Below is an excerpt of the first part of my interview with Dr. Leon Marlensky, the most rigorous-minded leftist of whom I have ever heard. In the interest of promoting a genuinely free market place of ideas, I have decided provide Dr. Marlensky—or Leon, as he insists upon being called—with an opportunity to express himself to audiences—my readers—who he would otherwise never reach.
JK: Dr. Leon Marlensky, I thank you for being with me here today.
LM: The pleasure is mine, Jack. However, I implore you: please, please call me Leon. And I hope that you will not take offense at my insistence upon referring to you by your first name.
Titles like “doctor,” signifying as they do distinctions of power and authority, belong to hierarchical modes of thought. They serve to further the class oppression in which the Western world has been saturated since its inception. This is why I don’t even call my parents “mom” and “dad.” Nor do I call my grandparents “grandmother” and “grandfather.” I am equally determined to make sure that my children and grandchildren don’t call me “dad.” There are only first names in my universe.
JK: Please forgive me, sir, I only meant….

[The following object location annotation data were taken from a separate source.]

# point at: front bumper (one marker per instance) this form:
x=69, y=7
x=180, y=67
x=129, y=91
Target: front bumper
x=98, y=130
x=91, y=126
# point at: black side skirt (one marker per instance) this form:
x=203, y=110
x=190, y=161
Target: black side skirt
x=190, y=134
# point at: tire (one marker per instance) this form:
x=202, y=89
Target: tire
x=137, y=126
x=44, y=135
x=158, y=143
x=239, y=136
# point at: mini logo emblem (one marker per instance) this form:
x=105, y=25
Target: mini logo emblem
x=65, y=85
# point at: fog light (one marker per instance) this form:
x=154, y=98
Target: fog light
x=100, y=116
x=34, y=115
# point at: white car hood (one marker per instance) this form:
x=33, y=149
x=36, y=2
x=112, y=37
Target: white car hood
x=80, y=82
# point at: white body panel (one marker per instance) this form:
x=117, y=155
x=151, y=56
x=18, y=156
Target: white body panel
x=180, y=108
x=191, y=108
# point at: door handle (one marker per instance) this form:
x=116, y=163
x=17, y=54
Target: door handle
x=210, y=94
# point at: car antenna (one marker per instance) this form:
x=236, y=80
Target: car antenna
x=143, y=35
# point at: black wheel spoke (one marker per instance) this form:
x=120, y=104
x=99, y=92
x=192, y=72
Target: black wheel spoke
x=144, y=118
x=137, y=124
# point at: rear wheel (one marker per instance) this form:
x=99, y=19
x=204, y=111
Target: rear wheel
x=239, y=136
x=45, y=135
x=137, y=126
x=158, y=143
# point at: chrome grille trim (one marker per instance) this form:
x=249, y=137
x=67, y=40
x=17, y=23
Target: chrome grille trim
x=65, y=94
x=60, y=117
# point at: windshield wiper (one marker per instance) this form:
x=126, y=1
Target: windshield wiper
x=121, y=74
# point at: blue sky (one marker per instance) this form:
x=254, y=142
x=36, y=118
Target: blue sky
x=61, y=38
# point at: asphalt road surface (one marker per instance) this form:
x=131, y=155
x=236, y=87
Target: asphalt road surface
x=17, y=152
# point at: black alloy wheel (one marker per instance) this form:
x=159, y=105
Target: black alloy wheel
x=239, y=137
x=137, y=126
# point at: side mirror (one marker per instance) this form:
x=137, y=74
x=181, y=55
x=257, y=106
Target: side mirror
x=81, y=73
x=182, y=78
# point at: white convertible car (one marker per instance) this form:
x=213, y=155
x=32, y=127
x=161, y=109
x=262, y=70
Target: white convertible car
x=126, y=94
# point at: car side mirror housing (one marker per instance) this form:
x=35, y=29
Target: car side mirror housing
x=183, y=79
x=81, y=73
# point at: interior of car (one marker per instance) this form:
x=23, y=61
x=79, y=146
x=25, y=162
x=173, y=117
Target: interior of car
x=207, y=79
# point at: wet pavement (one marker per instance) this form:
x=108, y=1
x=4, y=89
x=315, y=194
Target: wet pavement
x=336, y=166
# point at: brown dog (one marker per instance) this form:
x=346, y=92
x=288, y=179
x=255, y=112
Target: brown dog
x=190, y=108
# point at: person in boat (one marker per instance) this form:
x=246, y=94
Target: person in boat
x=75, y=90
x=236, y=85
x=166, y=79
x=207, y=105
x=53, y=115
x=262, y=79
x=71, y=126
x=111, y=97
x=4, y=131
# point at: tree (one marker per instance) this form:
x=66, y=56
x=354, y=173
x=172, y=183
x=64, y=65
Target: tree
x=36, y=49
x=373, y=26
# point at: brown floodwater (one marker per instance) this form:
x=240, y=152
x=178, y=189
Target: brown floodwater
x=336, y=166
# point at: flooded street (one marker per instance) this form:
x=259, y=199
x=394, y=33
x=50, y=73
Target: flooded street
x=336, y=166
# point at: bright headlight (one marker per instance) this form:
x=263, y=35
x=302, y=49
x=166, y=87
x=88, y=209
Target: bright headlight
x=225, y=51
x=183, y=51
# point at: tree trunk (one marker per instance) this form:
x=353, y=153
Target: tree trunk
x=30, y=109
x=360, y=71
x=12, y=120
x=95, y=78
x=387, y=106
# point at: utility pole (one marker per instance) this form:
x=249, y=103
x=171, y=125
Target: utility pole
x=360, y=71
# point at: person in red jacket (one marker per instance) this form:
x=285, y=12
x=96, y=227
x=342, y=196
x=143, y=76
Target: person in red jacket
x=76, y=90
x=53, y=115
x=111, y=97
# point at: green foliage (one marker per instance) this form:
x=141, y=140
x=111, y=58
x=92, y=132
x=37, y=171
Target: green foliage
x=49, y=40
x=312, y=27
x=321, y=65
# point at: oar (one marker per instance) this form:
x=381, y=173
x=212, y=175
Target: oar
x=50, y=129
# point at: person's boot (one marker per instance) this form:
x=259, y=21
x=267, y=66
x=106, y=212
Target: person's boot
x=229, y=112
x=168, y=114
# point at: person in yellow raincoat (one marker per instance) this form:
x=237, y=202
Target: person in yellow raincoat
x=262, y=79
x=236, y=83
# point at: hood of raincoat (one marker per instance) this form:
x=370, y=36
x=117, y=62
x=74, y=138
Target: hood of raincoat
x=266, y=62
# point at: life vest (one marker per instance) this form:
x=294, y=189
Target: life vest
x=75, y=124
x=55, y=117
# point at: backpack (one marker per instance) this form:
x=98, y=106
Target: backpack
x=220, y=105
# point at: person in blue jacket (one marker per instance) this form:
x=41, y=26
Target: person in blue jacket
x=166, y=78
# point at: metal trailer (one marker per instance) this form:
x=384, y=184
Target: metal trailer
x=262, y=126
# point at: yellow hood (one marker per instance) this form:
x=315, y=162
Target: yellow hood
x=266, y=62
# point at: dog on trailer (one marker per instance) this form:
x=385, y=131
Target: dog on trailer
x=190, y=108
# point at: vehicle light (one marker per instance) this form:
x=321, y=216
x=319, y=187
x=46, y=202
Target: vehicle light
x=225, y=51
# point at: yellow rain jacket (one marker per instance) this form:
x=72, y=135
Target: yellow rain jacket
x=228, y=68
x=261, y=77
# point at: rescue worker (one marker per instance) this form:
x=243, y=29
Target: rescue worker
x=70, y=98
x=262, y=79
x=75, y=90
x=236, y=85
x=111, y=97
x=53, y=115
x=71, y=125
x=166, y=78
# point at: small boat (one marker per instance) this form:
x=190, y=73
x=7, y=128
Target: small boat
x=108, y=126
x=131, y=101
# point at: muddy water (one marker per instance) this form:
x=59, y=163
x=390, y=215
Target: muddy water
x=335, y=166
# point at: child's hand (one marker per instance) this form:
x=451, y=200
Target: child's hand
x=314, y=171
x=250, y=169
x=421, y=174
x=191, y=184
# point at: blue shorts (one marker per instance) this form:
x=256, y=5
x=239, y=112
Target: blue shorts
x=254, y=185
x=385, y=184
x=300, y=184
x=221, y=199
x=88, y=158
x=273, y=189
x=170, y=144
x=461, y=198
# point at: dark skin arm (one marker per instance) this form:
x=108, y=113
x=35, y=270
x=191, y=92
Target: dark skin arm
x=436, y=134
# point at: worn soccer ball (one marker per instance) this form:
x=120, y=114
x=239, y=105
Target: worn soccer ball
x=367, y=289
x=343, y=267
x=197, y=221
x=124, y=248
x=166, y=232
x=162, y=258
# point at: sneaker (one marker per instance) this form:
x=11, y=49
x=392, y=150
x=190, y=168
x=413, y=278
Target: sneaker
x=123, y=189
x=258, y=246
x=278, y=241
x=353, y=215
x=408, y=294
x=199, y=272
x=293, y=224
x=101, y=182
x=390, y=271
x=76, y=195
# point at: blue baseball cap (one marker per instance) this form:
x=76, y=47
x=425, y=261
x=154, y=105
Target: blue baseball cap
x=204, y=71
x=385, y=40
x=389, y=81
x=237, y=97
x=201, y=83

LM: Please, sir is even worse than doctor. Sir, like “mister,” not only allies itself with “doctor” and the like by furthering classism. Titles like “sir” and “mister” perpetuate sexism as well. And I know that you meant no ill will in addressing me as “doctor;” most people mean no ill will when they speak. But this is the problem: it is not our individual intentions, but the social structures to which they collectively give rise, that matter.
JK: But “sir” is just a manner of speaking.
LM: I don’t mean to single you out here, Jack. You are no different from most people in thinking that speech is one thing, action another. But speaking and acting are one and the same. Every phrase, every sentence, is a “speech-act” that takes its place in some discourse or another. These discourses, in turn, structure the asymmetries of power that characterize the West.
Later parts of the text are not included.